How to use linear regression B/SE estimates into a new formula to calculate Wald Ratio method statistic?

问题

在Stata中,如何使用Wald比方法执行单样本的Mendelian随机化,以获得因果估计、SE和P值?是否有一个特殊的包或命令?

基本上,我想执行A关于X的回归,然后执行B关于X的回归,然后我想计算:

  • B系数 = (A关于X的B系数)除以(B关于X的B系数)
  • SE是一个复杂的公式,包括两个回归中每个(SE/B系数)的平方根之和...也许可以从线性回归中导出这个公式?

目前,我正在手动使用线性回归,并阅读B和SE的估计值。然而,对于每个结果和曝露来说,这是繁琐的工作。

英文:

In Stata how to perform one-sample Mendelian randomization using the Wald ratio method for causal estimates, SE and P value? Is there a package or special command?

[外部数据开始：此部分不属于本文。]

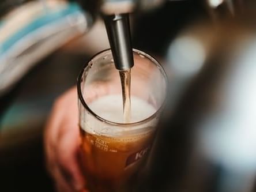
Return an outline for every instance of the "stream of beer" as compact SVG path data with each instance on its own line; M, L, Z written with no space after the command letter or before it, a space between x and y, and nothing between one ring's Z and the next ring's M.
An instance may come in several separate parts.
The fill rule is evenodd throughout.
M123 119L129 123L131 118L131 70L119 71L123 96Z

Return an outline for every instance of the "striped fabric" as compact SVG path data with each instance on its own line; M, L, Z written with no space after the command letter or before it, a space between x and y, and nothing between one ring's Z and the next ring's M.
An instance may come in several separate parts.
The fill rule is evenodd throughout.
M9 13L0 23L0 96L92 22L78 5L62 1L29 2Z

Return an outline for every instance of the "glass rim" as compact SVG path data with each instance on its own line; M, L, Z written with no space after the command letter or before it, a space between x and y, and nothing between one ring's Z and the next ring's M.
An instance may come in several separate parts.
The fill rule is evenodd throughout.
M111 50L110 48L107 48L107 49L104 50L99 52L97 52L97 54L96 54L93 56L92 56L92 58L85 64L84 65L82 69L80 71L78 77L77 78L77 93L78 93L78 99L80 100L80 102L82 103L83 107L84 108L85 108L85 109L91 114L91 115L92 115L92 116L95 117L96 119L97 119L100 121L106 123L109 125L114 125L114 126L134 126L134 125L138 125L140 124L142 124L142 123L144 123L145 122L148 122L148 121L152 120L154 117L155 117L161 111L161 109L163 108L164 103L165 103L166 95L167 95L167 92L166 92L167 90L166 89L167 89L167 83L168 83L167 76L166 75L166 73L164 71L164 68L161 66L161 65L160 64L160 63L158 62L158 61L156 60L156 59L155 59L152 56L150 56L149 54L144 52L144 51L137 50L135 48L133 48L133 52L137 53L138 54L141 54L143 56L146 57L146 58L151 60L152 63L153 64L155 64L156 66L156 67L157 67L157 69L160 71L160 73L161 73L161 74L163 75L163 76L164 77L164 81L165 81L165 85L166 85L165 96L165 98L164 99L164 100L163 100L162 104L161 104L160 107L159 107L157 109L156 109L156 111L153 114L149 116L146 118L144 119L143 120L137 121L137 122L131 122L131 123L118 123L118 122L108 121L107 119L105 119L104 118L103 118L100 116L98 115L96 113L93 112L86 103L85 100L84 99L84 96L82 95L81 87L81 84L82 82L84 81L85 81L85 79L86 79L86 78L85 78L84 80L83 80L83 81L81 80L83 74L84 74L84 73L85 69L88 66L90 62L92 61L93 61L93 59L95 59L95 57L100 56L100 55L103 55L106 53L108 53L109 52L111 52Z

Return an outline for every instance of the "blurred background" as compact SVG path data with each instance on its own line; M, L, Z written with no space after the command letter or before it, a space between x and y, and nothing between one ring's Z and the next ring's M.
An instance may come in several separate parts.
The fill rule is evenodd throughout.
M255 2L245 1L167 1L131 14L133 47L157 58L171 80L170 113L205 63L255 41ZM82 65L109 47L103 22L82 5L0 2L1 191L54 191L44 161L46 120L55 99L76 84Z

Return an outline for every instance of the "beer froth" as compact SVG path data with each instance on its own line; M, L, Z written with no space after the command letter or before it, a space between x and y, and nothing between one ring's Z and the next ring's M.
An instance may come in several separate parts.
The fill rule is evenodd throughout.
M123 101L121 95L103 96L89 104L89 107L97 115L116 123L126 123L123 114ZM142 121L153 115L156 109L146 101L131 97L130 122Z

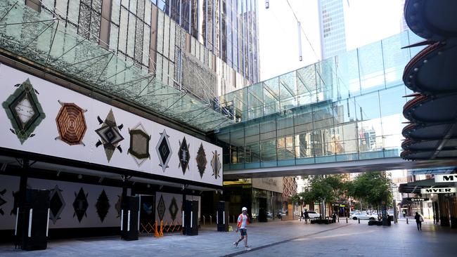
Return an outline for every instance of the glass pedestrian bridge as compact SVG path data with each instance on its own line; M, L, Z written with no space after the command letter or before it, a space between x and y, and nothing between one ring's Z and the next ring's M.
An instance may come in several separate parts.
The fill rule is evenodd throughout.
M297 174L309 164L335 173L341 166L328 164L347 161L380 159L370 169L382 169L390 159L392 169L404 168L401 111L413 92L403 70L422 48L401 47L418 41L405 31L221 96L238 121L216 132L224 178L252 169Z

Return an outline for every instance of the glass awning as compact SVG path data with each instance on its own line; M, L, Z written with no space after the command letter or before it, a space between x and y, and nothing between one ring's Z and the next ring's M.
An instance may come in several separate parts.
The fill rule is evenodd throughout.
M24 1L0 1L0 48L82 82L94 91L122 99L199 131L235 123L224 109L163 84L153 73L113 51L89 41L64 22L38 13Z

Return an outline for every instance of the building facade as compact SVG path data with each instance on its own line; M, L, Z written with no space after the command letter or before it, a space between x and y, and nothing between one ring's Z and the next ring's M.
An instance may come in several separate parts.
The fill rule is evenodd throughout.
M255 0L26 3L165 84L207 102L259 79Z
M344 0L319 0L322 59L346 51Z
M141 231L213 212L214 99L258 79L257 1L229 2L0 3L0 238L27 189L50 192L50 238L119 234L129 195Z

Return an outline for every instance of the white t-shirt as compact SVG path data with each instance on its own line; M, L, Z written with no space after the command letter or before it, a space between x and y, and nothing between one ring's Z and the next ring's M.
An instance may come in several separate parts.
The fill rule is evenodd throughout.
M246 223L247 222L247 216L245 214L240 214L238 216L238 223L241 221L241 226L240 228L246 228Z

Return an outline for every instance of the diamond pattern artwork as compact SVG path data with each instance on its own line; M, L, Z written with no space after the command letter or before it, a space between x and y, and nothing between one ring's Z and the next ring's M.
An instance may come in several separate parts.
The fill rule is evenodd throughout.
M176 214L178 213L178 211L179 211L178 204L176 204L176 199L174 199L174 197L172 199L172 203L169 204L169 206L168 207L168 211L169 211L169 213L172 216L172 220L174 221L174 220L176 220Z
M73 202L75 214L73 214L73 217L76 216L79 223L81 223L81 220L82 220L82 218L84 216L87 217L86 211L87 211L87 207L89 206L89 203L87 202L88 195L89 194L84 194L84 190L82 187L81 187L77 195L76 194L76 192L75 192L75 202Z
M105 217L106 217L106 214L108 214L108 212L110 210L110 200L108 199L105 190L103 190L100 193L100 195L98 195L95 207L97 209L97 214L98 214L100 220L103 222Z
M203 148L203 143L200 144L200 147L198 147L198 152L197 152L197 168L198 168L198 173L200 173L200 177L203 178L203 173L205 173L205 169L206 169L206 164L207 161L206 160L206 154L205 153L205 149Z
M56 224L57 220L60 218L60 213L65 206L65 202L62 197L63 190L56 185L49 194L49 219Z
M116 204L115 204L115 209L116 209L116 213L117 213L117 216L116 218L119 218L121 216L121 204L122 203L122 197L120 195L117 196L117 202L116 202Z
M163 196L160 195L160 199L159 200L159 204L157 206L157 211L159 215L159 219L160 220L163 220L163 216L165 214L165 203L163 202Z
M4 189L3 190L0 191L0 214L1 214L1 216L4 216L4 214L5 214L5 213L4 212L3 209L1 208L1 206L6 204L6 202L7 202L2 197L4 196L4 195L5 195L6 192L6 189Z
M168 141L169 136L167 135L165 130L160 133L160 139L155 147L157 153L159 155L159 166L162 167L163 172L165 172L165 169L168 168L168 162L172 157L172 149L169 147L169 141Z
M186 137L184 137L183 141L179 142L179 150L178 151L179 167L182 169L183 174L186 174L186 170L189 169L189 159L191 159L191 154L189 153L190 147L191 144L187 143Z
M212 175L214 176L214 178L221 177L221 168L222 164L221 164L221 160L219 158L220 154L217 153L217 150L215 150L212 152L212 159L211 159L211 167L212 168Z
M18 215L18 207L19 207L19 190L12 192L13 193L13 209L10 212L10 215Z
M13 132L21 145L35 134L33 131L46 117L41 105L38 101L35 90L29 79L22 84L16 84L14 93L2 103L6 116L11 121Z
M72 103L61 103L60 110L56 117L57 130L59 136L56 140L60 140L70 145L82 145L82 138L84 137L87 126L83 110Z
M122 124L119 126L116 124L116 120L112 114L112 110L110 110L110 112L104 121L100 119L100 117L97 117L97 119L98 119L98 123L101 125L101 127L96 130L95 132L96 132L100 136L101 141L99 140L95 146L98 147L100 145L103 145L106 158L109 162L116 149L117 149L119 152L122 152L122 149L120 145L118 145L118 144L120 141L124 140L124 138L120 132L124 126Z
M129 134L130 134L130 147L127 153L131 155L136 165L140 166L147 159L150 158L149 154L150 136L148 135L141 123L134 128L129 129Z

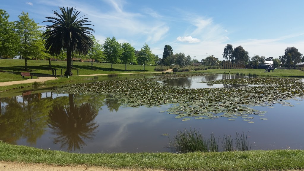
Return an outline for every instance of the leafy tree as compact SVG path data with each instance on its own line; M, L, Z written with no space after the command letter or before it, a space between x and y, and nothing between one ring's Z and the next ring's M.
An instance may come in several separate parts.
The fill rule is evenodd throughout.
M170 66L171 65L175 64L176 62L176 55L175 54L171 55L167 58L165 60L164 62L167 65Z
M268 58L266 58L266 59L265 59L265 61L272 61L273 60L273 57L268 57Z
M299 51L298 49L293 46L291 47L288 47L285 49L285 53L280 57L279 59L285 67L288 67L289 69L293 64L294 68L295 69L295 65L301 61L302 57L302 54Z
M204 65L209 66L211 68L211 66L216 65L217 64L218 60L218 58L214 57L213 55L210 55L204 60L203 64Z
M61 12L54 12L56 17L47 17L49 20L43 22L53 23L45 26L47 31L43 35L47 50L53 55L67 53L67 71L64 75L72 75L71 54L74 52L86 55L94 42L88 35L92 35L94 30L87 25L87 18L78 17L80 12L76 8L59 7Z
M157 65L161 64L161 59L158 58L158 55L152 54L152 58L153 58L153 63L151 64L153 65Z
M278 58L276 58L272 60L273 61L273 65L275 67L280 67L280 65L281 64L281 61Z
M123 53L120 44L113 37L112 39L108 37L105 41L102 47L103 52L107 60L111 63L111 69L113 69L113 64L118 64L121 62L120 58Z
M232 45L230 44L227 44L224 48L224 52L223 52L223 58L226 60L228 60L229 64L231 60L233 59L233 50ZM231 65L229 65L229 68L231 68Z
M191 59L190 55L188 55L186 57L186 65L192 65L192 59Z
M133 63L136 60L135 56L135 48L128 43L123 44L122 61L125 65L125 70L127 70L127 64Z
M175 56L176 58L176 62L175 64L178 65L181 68L184 68L187 65L185 54L181 53L180 53L179 54L176 53Z
M9 17L6 11L0 9L0 57L13 58L18 54L18 37Z
M164 53L163 53L163 64L165 65L168 65L168 64L166 62L166 59L167 57L173 54L173 50L172 47L168 45L165 46L164 48Z
M249 61L248 52L245 51L241 46L234 48L233 55L235 62L239 67L246 65Z
M144 71L145 71L145 65L146 64L148 63L153 60L153 57L150 47L147 43L145 43L145 45L139 51L139 55L137 58L137 61L139 63L143 65Z
M105 57L103 56L102 46L99 44L99 40L96 40L93 35L90 35L89 37L93 42L93 44L89 50L88 55L89 57L92 59L91 68L93 69L93 59L102 61L105 59Z
M27 60L33 58L43 57L44 49L40 39L41 33L39 29L41 27L30 19L28 13L22 12L18 16L19 20L15 22L16 30L19 40L18 49L20 59L25 60L25 69L27 69Z

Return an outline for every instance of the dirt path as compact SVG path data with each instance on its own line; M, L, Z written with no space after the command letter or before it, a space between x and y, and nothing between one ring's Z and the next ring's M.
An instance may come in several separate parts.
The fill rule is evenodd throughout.
M170 69L168 70L167 70L166 72L173 72L172 69ZM162 72L150 72L149 73L161 73ZM143 73L147 73L147 72L135 72L133 73L121 73L119 74L141 74ZM79 75L79 76L95 76L97 75L108 75L108 74L91 74L90 75ZM8 82L0 82L0 86L10 86L11 85L13 85L14 84L23 84L24 83L30 83L31 82L43 82L45 81L49 80L52 80L54 79L57 79L57 78L55 78L55 77L51 77L49 76L45 76L41 75L41 76L39 76L38 77L37 79L26 79L25 80L23 80L21 81L9 81Z
M30 83L31 82L42 82L47 81L55 79L55 79L55 77L39 77L37 79L28 79L21 81L9 81L8 82L0 82L0 86L10 86L11 85L13 85L14 84L23 84L24 83Z
M136 169L136 170L145 171L161 171L160 170L141 170ZM77 166L57 166L40 164L32 164L0 161L0 171L130 171L131 170L126 169L114 169L95 167Z

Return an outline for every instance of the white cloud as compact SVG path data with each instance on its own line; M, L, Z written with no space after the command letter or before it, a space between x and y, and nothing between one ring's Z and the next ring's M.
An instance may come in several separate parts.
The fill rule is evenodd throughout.
M178 37L176 38L176 40L178 41L183 42L188 42L194 43L199 42L201 40L198 39L193 38L191 36L185 36L184 37Z
M27 2L26 3L26 4L27 4L31 6L33 6L33 3L32 3L32 2Z

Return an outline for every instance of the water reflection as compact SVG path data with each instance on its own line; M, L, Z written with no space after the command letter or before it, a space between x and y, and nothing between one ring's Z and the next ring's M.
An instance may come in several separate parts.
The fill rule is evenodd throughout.
M22 102L17 96L2 98L6 104L0 115L0 140L16 144L22 138L31 145L36 144L47 127L46 118L50 99L40 100L41 93L23 96Z
M185 86L188 89L199 89L204 88L218 88L221 87L235 87L248 86L247 85L231 84L215 84L209 83L202 83L219 79L240 79L248 78L245 75L240 75L234 74L219 74L209 75L202 75L187 77L178 78L172 79L162 80L161 82L168 86Z
M60 143L67 150L80 150L86 144L84 139L92 139L98 127L94 119L98 113L89 103L75 104L72 95L69 95L68 105L53 106L49 114L48 125L56 135L54 143Z

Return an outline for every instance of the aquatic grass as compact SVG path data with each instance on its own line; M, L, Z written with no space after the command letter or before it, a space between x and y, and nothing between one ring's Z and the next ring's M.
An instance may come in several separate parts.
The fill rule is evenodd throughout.
M231 135L224 134L223 139L220 139L223 151L231 152L233 151L233 140Z
M44 150L0 141L0 161L58 166L85 166L136 170L223 171L304 169L304 151L251 150L182 154L81 154Z
M210 136L209 142L209 150L211 152L217 152L219 150L219 144L218 138L215 137L214 134L212 133Z
M183 131L179 131L173 141L170 140L170 144L172 151L175 152L208 151L208 140L203 137L200 129L198 131L190 127L188 130L185 128Z
M237 132L236 133L235 141L237 150L244 151L248 151L248 149L249 150L251 149L251 144L250 144L250 148L249 148L248 134L249 132L248 131L246 132L246 135L244 132L243 133L243 136Z
M108 75L108 77L117 77L117 74L110 74Z

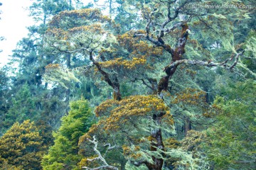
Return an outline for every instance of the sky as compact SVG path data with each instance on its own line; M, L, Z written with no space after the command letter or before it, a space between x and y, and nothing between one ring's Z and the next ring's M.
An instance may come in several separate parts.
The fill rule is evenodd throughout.
M33 26L32 18L28 16L28 11L26 10L31 4L31 0L0 0L3 4L0 6L0 37L6 40L0 41L0 67L7 64L9 56L12 55L17 42L26 37L28 31L26 27ZM92 2L92 0L82 0L85 4ZM104 1L100 0L99 4Z
M0 42L0 67L8 62L8 56L15 49L16 43L28 34L26 26L33 25L26 7L30 6L30 0L0 0L0 36L6 40Z

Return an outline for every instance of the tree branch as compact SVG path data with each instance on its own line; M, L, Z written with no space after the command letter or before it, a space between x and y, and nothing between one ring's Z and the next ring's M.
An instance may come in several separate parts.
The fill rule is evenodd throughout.
M91 140L90 139L87 139L89 140L90 142L94 144L94 147L93 147L93 150L95 152L95 153L97 154L97 155L98 156L96 158L94 158L94 159L87 159L88 161L90 162L92 162L92 161L95 161L95 160L97 160L97 159L99 159L100 161L102 161L103 162L103 164L102 166L100 166L99 167L97 167L97 168L89 168L89 167L87 167L87 166L82 166L82 168L83 169L88 169L88 170L97 170L97 169L114 169L114 170L118 170L118 169L114 166L111 166L111 165L109 165L106 160L105 159L105 158L102 156L102 154L100 154L100 152L97 149L97 144L98 144L98 142L97 140L96 140L96 137L94 135L93 137L93 140ZM107 144L108 145L108 144Z

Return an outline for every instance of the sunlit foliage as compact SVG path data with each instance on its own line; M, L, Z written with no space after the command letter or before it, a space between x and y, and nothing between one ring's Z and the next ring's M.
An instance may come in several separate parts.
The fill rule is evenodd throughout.
M44 135L48 134L42 134L41 130L43 127L36 127L29 120L14 124L0 138L0 167L41 169L41 161L48 147Z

Essentially I want to perform regression of A on X, and then regression of B on X and then I want to calculate

  • B coefficient = B-coefficient of (A on X) divided by B-coefficient of (B on X)
  • The SE is a complicated formula including the square root of the sum of the (SE/B coefficient) of each of the 2 regressions ... perhaps there could be a formula I could use to derive this from the linear regressions?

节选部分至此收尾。